Es un presunto delincuente, tan presunto que está en este momento en prisión incondicional. Es, también, un chantajista, como lo acredita la dosificada puesta a disposición del público de informaciones y grabaciones comprometedoras para personas de relieve, siempre en el momento justo para hacerles el máximo daño posible, no sólo a ellas, sino también a las instituciones a las que representan y de las que, en mayor o menor medida, cree quien arroja la bomba que depende su suerte personal.

Tiene el gran maestro Raymond Chandler una narración que se titula Los chantajistas no matan. El título, si se piensa, encierra una lógica natural en quien se siente en condiciones de extorsionar provechosamente a otro: es mejor no matar, nunca, la gallina de los huevos de oro. La trayectoria como chantajista de nuestro personaje viene a acreditar sin embargo lo contrario; al menos cuando se trata de la clase de chantaje, y el perfil de chantajeado, a los que aplica sus muy calculados esfuerzos.

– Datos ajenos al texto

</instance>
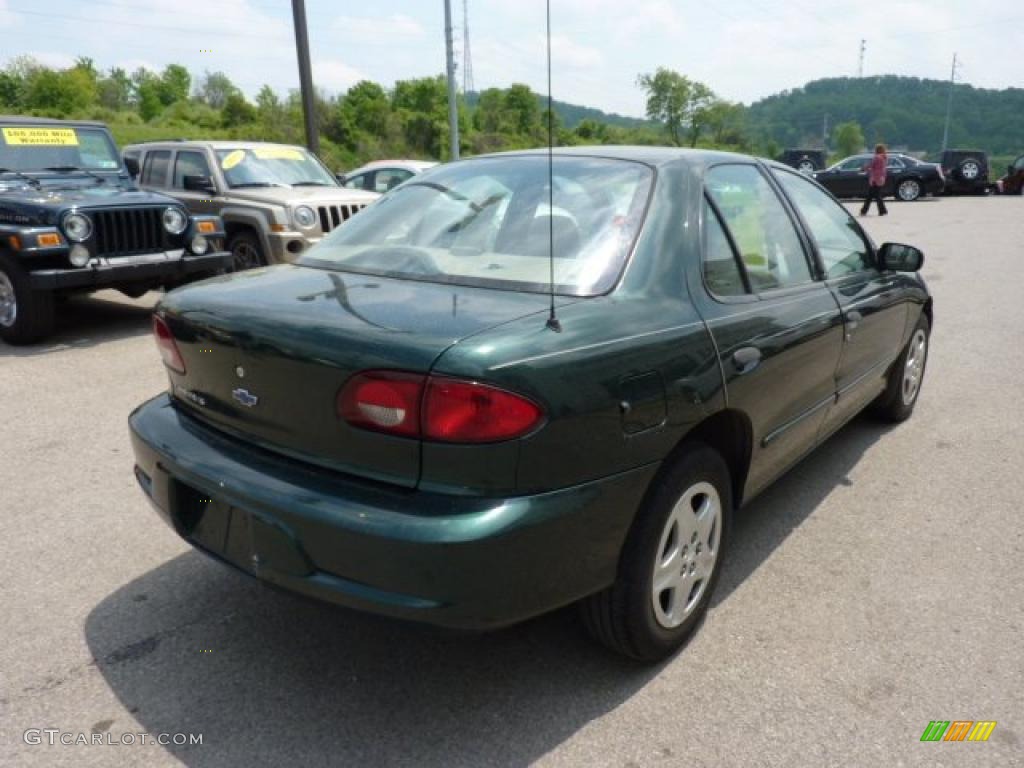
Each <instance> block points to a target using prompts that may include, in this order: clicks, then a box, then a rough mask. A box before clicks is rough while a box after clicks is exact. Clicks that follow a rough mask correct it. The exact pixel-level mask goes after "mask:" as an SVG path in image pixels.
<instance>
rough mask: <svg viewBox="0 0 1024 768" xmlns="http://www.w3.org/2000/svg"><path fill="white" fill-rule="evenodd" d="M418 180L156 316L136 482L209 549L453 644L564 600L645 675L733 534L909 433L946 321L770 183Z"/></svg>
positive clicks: (208, 550)
mask: <svg viewBox="0 0 1024 768" xmlns="http://www.w3.org/2000/svg"><path fill="white" fill-rule="evenodd" d="M550 163H551V165H550V167H549V158H548V156H547V153H542V152H528V153H516V154H506V155H496V156H488V157H482V158H477V159H473V160H469V161H464V162H460V163H451V164H446V165H443V166H439V167H437V168H435V169H432V170H429V171H427V172H425V173H423V174H422V175H420V176H417V177H416V178H415V179H412V180H410V181H408V182H407V183H404V184H402V185H401V186H399V187H396V188H395V189H393V190H392V191H390V193H388V194H387V195H386V196H384V197H383V198H381V199H380V200H379V201H377V202H376V203H375V204H374V205H372V206H370V207H369V208H367V209H366V210H365V211H364V212H362V213H360V214H359V216H358V217H355V218H353V219H352V220H351V221H349V222H348V223H346V224H345V225H344V226H342V227H340V228H338V229H337V230H336V231H334V232H333V233H332V234H331V236H330V237H328V238H326V239H325V240H324V241H323V242H322V243H321V244H318V245H317V246H316V247H314V248H312V249H310V250H309V251H308V252H307V253H306V254H304V255H303V256H302V257H301V258H299V259H298V261H297V262H296V263H295V264H288V265H280V266H273V267H269V268H264V269H257V270H252V271H248V272H246V273H243V274H236V275H226V276H224V278H218V279H214V280H211V281H206V282H204V283H200V284H196V285H194V286H189V287H186V288H182V289H179V290H176V291H173V292H171V293H169V294H168V295H167V296H166V297H165V298H164V300H163V301H162V302H161V303H160V305H159V306H158V308H157V310H156V313H155V315H154V330H155V334H156V339H157V344H158V346H159V349H160V352H161V354H162V356H163V360H164V364H165V366H166V368H167V373H168V378H169V387H168V390H167V391H166V392H165V393H163V394H161V395H159V396H157V397H156V398H154V399H152V400H150V401H148V402H145V403H144V404H142V406H141V407H140V408H138V409H137V410H136V411H135V412H134V413H133V414H132V415H131V418H130V426H131V432H132V439H133V445H134V451H135V462H136V466H135V475H136V478H137V480H138V482H139V485H140V486H141V488H142V490H143V492H144V493H145V495H146V496H147V497H148V499H150V500H151V501H152V503H153V505H154V507H155V508H156V510H157V512H158V513H159V514H160V515H161V516H162V517H163V518H164V520H165V521H166V522H167V523H168V524H170V525H171V526H172V527H173V529H174V530H175V531H176V532H177V534H178V535H179V536H181V537H182V538H183V539H185V540H186V541H187V542H189V543H190V544H191V545H194V546H195V547H197V548H198V549H199V550H201V551H203V552H205V553H207V554H209V555H212V556H213V557H215V558H218V559H220V560H222V561H223V562H225V563H227V564H229V565H231V566H233V567H236V568H239V569H241V570H243V571H245V572H248V573H250V574H252V575H253V577H255V578H257V579H259V580H262V581H263V582H266V583H268V584H272V585H275V586H279V587H282V588H285V589H287V590H291V591H294V592H297V593H301V594H304V595H307V596H311V597H314V598H318V599H323V600H326V601H329V602H333V603H337V604H341V605H346V606H351V607H355V608H358V609H365V610H368V611H374V612H377V613H382V614H387V615H391V616H396V617H402V618H411V620H416V621H421V622H428V623H433V624H437V625H444V626H450V627H457V628H467V629H489V628H498V627H502V626H505V625H509V624H512V623H515V622H520V621H523V620H525V618H528V617H530V616H535V615H538V614H540V613H543V612H545V611H549V610H552V609H555V608H558V607H560V606H564V605H567V604H570V603H575V602H579V603H581V606H582V615H583V618H584V622H585V624H586V625H587V626H588V627H589V629H590V630H591V632H592V633H593V634H594V635H595V636H596V638H597V639H599V640H600V641H602V642H603V643H605V644H606V645H608V646H610V647H611V648H613V649H614V650H616V651H620V652H622V653H625V654H628V655H630V656H633V657H636V658H640V659H648V660H653V659H657V658H663V657H665V656H667V655H669V654H671V653H672V652H673V651H675V650H676V649H677V648H678V647H679V646H680V645H681V643H682V642H683V641H684V639H685V638H686V637H687V635H688V634H689V633H690V632H691V631H692V630H693V629H694V628H695V626H696V625H697V623H698V622H699V621H700V618H701V615H702V614H703V613H705V611H706V610H707V609H708V605H709V603H710V601H711V597H712V592H713V591H714V588H715V583H716V581H717V580H718V577H719V574H720V572H721V569H722V564H723V559H724V557H725V555H726V552H727V549H728V543H729V532H730V520H731V516H732V513H733V511H734V510H735V509H736V508H738V507H739V506H740V505H742V504H744V503H746V502H749V501H750V500H751V499H753V498H754V497H755V496H756V495H757V494H758V493H760V492H761V490H762V489H764V488H765V487H766V486H767V485H768V484H769V483H771V482H772V481H773V480H774V479H775V478H776V477H778V476H779V475H780V474H782V473H783V472H784V471H785V470H786V469H788V468H790V467H792V466H793V465H794V464H795V463H796V462H797V461H799V460H800V459H801V458H802V457H804V456H805V455H806V454H807V453H808V452H809V451H811V450H812V449H813V447H814V446H815V445H817V444H819V443H821V442H822V441H823V440H824V439H825V438H826V437H828V435H829V434H831V433H833V432H835V431H836V430H837V429H839V428H840V427H841V426H842V425H843V424H845V423H846V422H847V421H849V420H850V419H851V418H852V417H853V416H854V415H856V414H857V413H859V412H860V411H862V410H863V409H865V408H867V407H871V409H872V410H873V411H874V412H877V413H878V414H879V415H881V416H882V417H884V418H886V419H889V420H896V421H898V420H903V419H906V418H907V417H908V416H909V415H910V413H911V411H912V410H913V407H914V403H915V401H916V399H918V395H919V393H920V391H921V385H922V378H923V376H924V372H925V364H926V360H927V353H928V345H929V333H930V330H931V322H932V299H931V297H930V295H929V293H928V290H927V288H926V287H925V284H924V282H923V281H922V280H921V278H920V276H919V275H918V274H915V273H914V272H916V271H918V270H919V269H920V267H921V264H922V261H923V258H924V257H923V255H922V253H921V252H920V251H919V250H916V249H915V248H912V247H910V246H905V245H898V244H886V245H883V246H882V247H876V245H874V244H873V243H872V242H871V240H870V238H868V237H867V236H866V234H865V233H864V231H863V230H862V229H861V227H860V226H859V225H858V223H857V222H856V220H854V219H853V218H852V217H851V216H850V215H849V213H848V212H847V211H846V210H845V209H844V208H843V207H842V206H840V205H839V204H838V203H837V202H836V200H835V199H834V198H833V197H831V196H830V195H829V194H828V193H826V191H825V190H824V189H823V188H822V187H820V186H819V185H818V184H817V183H816V182H814V181H813V180H811V179H808V178H807V177H806V176H803V175H801V174H800V173H798V172H796V171H794V170H793V169H791V168H788V167H786V166H782V165H779V164H776V163H771V162H767V161H761V160H757V159H754V158H750V157H744V156H740V155H731V154H725V153H713V152H699V151H684V150H670V148H662V147H617V148H611V147H589V148H584V147H578V148H572V150H556V151H555V152H554V157H553V159H551V161H550Z"/></svg>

Calculados y certeros, habrá que añadir. En el inmenso caudal de inmundicia que a estas alturas cabe presumir que guarda en sus discos duros escondidos en el extranjero, sabe siempre escoger la bala de plata que liquida a su objetivo. Para muestra, esa conversación con quien hoy es ministra y entonces era fiscal en ejercicio, en la que con todo el desparpajo le cuenta que ha montado un prostíbulo para extraer secretos a hombres importantes, secretos con los que luego podrá torcer a placer su voluntad.

En un solo paquete, tres conductas potencialmente constitutivas de delito —proxenetismo, revelación de secretos y extorsión—, y muy poco respetuosas para con la dignidad de las mujeres, que la entonces representante del ministerio público y hoy ministra de un gobierno feminista celebra frívolamente, en lugar de, como sería la obligación de cualquier ciudadano, pero más aún la de alguien que representa a la fiscalía, denunciarlo e instar su esclarecimiento. No hay más preguntas, señoría.

La reacción de la ministra, airada, descompuesta y bajando al barro de la más gruesa confrontación ideológica, acredita el daño letal que ha causado el disparo. Ya es una ministra que lleva a cuestas la reprobación del Parlamento, algo que, pese al desparpajo de predecesores en esa situación como Montoro, no es precisamente un honor para un miembro del gabinete.

Puede argumentarse que, a pesar de todo, ahí continúa, atrincherada en su retórica de víctima ofendida que no encuentra la solidaridad debida ante los embates de un individuo del que se afana en señalar su dudosa moralidad y oscuros propósitos, su condición de enemigo no sólo del actual Gobierno, sino del Estado en su más amplio sentido. Sigue en el despacho del ministerio y quien puede sacarla de ahí ni lo hace ni parece que vaya a hacerlo. Quien resiste, gana, como decía el Nobel.

Sin embargo, la cuestión no es esa, que quien ya ha visto desfilar a dos ministros no quiera sumar ahora una tercera. La pregunta es si la ministra seguiría en su puesto en caso de que el Gobierno se renovara. Si podría presentarse como candidata por la más recóndita provincia. La respuesta a ambas preguntas demuestra que los chantajistas sí matan. Políticamente.